Von Dirk Liesemer

Lexikon der Phantominseln

Jahrhundertelang glaubten Kapitäne und Könige, Militärs und Piraten, aber auch Kartenmacher an die Existenz von Inseln, die es eigentlich nie gegeben hat. "Immer wieder rückten Expeditionen aus, um sie zu erkunden", schreibt Dirk Liesemer im Vorwort seines Buches "Lexikon der Phantominseln". Der reiselustige Journalist aus Münster in Westfalen hat versucht, das Geheimnis von dreißig imaginären Inseln zu lüften.

Kontext, 9.9.2016

Weltweit soll es 130.000 bis 180.000 Inseln geben, so genau weiß das niemand. Eine von ihnen ist Sandy Island. Das "sandige Inselchen" wurde angeblich 1876 im östlichen Korallenmeer des Pazifiks von dem Kapitän eines Walfängers entdeckt. 136 Jahre lang war die Position der zigarrenförmigen Insel, die doppelt so groß wie Manhattan sein sollte, im Times Atlas of the world verzeichnet, einem Standradwerk, das laufend von 50 Kartografen aktualisiert wird, und sie schien erstaunlicherweise auch in Google Earth auf. Als Wissenschaftler aus Sydney 2012 die geologische Geschichte des Fünften Kontinents erkundeten, suchten sie Sandy Island vergeblich. Google Earth löscht seinen Eintrag sofort. Aber solange nicht klar war, wie das Eiland in renommierte Atlanten aufgenommen werden konnte, blieb Sandy Island sicherheitshalber in den australischen Karten. Im Sommer 2013 lüftete Shaun Higgins, ein Bibliothekar am Auckland War Memorial Museum in Neuseeland das Rätsel um Sandy Island und das Eiland wurde auch aus den letzten Karten gelöscht. Das sandige Inselriff war die bisher letzte Phantominsel, die aus aktuellen Karten entfernt wurde, weil es sie in Wirklichkeit nie gegeben hat.
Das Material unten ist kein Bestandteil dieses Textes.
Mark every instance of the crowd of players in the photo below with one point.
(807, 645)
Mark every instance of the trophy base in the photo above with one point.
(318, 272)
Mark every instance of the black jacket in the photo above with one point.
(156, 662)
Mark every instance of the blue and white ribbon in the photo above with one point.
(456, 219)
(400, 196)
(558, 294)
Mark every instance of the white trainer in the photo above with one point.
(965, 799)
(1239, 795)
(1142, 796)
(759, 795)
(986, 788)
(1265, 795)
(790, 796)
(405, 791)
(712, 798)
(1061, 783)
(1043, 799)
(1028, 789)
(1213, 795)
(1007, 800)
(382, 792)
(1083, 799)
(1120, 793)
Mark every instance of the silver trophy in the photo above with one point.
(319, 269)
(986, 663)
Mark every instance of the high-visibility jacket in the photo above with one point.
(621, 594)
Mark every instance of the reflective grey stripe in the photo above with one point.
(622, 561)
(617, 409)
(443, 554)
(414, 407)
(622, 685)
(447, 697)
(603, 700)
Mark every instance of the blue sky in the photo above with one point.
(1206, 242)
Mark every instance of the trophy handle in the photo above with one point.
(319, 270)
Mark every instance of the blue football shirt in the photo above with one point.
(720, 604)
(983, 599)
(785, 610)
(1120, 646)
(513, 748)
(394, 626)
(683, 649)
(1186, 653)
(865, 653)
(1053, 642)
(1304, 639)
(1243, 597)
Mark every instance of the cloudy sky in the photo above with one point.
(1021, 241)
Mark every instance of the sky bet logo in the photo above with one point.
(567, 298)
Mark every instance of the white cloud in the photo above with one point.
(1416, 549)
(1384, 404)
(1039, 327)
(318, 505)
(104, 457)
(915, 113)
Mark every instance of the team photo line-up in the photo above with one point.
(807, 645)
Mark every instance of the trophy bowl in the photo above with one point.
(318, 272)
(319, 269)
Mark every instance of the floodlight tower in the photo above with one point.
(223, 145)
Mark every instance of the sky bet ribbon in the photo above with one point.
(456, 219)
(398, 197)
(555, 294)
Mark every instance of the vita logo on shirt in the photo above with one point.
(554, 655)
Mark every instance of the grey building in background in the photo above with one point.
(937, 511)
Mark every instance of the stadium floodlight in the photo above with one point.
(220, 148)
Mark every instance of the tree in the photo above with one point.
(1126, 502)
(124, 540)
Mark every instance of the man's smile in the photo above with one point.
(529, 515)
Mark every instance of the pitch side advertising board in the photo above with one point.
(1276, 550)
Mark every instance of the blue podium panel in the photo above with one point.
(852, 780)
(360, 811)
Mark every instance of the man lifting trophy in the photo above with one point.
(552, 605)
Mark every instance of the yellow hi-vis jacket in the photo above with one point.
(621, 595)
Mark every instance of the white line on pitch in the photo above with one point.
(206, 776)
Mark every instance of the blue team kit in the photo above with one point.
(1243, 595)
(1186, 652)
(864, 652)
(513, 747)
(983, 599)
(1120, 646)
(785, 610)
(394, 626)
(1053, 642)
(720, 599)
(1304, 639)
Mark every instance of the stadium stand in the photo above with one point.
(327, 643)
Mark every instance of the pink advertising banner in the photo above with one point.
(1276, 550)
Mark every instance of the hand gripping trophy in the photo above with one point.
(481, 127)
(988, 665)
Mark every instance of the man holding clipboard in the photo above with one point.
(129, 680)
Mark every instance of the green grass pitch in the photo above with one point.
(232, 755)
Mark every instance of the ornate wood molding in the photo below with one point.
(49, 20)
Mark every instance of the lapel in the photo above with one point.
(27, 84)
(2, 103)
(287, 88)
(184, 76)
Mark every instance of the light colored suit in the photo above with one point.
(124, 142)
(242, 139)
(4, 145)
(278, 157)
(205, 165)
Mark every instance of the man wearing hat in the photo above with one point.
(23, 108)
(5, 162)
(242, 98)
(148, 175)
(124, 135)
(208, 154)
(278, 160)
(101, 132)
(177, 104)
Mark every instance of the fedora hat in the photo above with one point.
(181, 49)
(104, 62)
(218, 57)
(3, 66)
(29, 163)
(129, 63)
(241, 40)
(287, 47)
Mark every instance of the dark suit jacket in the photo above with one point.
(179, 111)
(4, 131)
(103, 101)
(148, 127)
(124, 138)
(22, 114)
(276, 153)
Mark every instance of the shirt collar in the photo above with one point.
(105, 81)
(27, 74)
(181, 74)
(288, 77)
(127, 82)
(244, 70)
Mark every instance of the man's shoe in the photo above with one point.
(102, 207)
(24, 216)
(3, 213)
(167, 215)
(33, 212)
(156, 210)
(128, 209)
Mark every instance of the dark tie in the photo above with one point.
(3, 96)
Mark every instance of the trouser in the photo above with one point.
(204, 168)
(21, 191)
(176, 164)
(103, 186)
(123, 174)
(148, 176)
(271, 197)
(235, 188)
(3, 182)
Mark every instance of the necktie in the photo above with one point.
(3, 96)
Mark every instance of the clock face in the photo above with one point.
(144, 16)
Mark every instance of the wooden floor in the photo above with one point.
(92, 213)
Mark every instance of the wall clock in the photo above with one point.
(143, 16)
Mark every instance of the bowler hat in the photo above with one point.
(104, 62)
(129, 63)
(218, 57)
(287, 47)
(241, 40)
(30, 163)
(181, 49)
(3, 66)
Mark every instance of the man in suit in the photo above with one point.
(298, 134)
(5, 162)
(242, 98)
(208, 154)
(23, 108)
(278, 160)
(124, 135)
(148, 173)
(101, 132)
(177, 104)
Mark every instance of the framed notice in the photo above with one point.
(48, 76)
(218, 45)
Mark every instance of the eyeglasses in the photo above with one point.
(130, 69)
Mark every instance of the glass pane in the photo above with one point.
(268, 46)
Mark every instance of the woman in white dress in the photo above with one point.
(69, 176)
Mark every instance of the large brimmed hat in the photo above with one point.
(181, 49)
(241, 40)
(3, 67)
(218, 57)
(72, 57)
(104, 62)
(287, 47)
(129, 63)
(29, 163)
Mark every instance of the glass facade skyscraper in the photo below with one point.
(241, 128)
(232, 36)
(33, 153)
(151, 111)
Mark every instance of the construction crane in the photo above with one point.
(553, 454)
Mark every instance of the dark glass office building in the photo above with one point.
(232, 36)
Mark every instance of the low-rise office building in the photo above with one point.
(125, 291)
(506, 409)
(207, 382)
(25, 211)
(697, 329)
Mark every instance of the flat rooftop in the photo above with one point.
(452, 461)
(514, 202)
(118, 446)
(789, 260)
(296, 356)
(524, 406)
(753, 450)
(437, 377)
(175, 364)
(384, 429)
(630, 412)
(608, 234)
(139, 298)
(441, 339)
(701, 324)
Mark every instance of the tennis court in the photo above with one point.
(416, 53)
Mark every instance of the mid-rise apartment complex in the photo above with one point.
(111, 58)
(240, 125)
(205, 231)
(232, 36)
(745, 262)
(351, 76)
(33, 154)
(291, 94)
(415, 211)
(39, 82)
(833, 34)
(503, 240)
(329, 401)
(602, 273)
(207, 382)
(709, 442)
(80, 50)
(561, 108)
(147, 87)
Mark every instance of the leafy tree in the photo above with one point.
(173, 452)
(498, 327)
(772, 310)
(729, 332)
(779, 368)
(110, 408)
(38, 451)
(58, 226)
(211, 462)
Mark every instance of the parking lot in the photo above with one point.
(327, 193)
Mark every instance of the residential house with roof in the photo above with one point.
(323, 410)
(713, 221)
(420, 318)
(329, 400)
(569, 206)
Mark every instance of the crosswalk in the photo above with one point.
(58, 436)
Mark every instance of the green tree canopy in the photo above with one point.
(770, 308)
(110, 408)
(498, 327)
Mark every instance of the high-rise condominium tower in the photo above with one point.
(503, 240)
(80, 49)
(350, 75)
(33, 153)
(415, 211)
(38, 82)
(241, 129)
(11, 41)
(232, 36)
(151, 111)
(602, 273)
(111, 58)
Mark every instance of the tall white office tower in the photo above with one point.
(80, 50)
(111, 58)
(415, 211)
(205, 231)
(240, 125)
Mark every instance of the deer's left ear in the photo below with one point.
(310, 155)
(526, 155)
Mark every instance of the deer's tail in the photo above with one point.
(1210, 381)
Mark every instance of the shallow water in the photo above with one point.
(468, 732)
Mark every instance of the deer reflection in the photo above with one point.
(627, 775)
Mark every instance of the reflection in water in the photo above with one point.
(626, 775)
Dirk Liesemer beschreibt auf 160 Seiten detailreich und vergnüglich zu lesen die mitunter bizarren kartografischen Anekdoten. Geholfen hat ihm bei den Recherchen, dass etliche jahrhundertealte Originalquellen im Internet zugänglich sind. Dazu gehört auch der Überlebenskampf der Antarktisforscher. Mitte 1912 war die "Deutschland", das Schiff der zweiten deutschen Antarktisexpedition, im südpolaren Packeis festgefroren. Bei ihrem Versuch zu der 60 Kilometer entfernten Insel New South Greenland zu gelangen, kamen die Forscher beinah ums Leben. Die Insel existierte nur auf dem Papier. Geglaubt hatten sie einem phantasievollen Karteneintrag des US-Kapitäns Benjamin Morrell, der unbedingt in die Geschichte der Seefahrt eingehen wollte.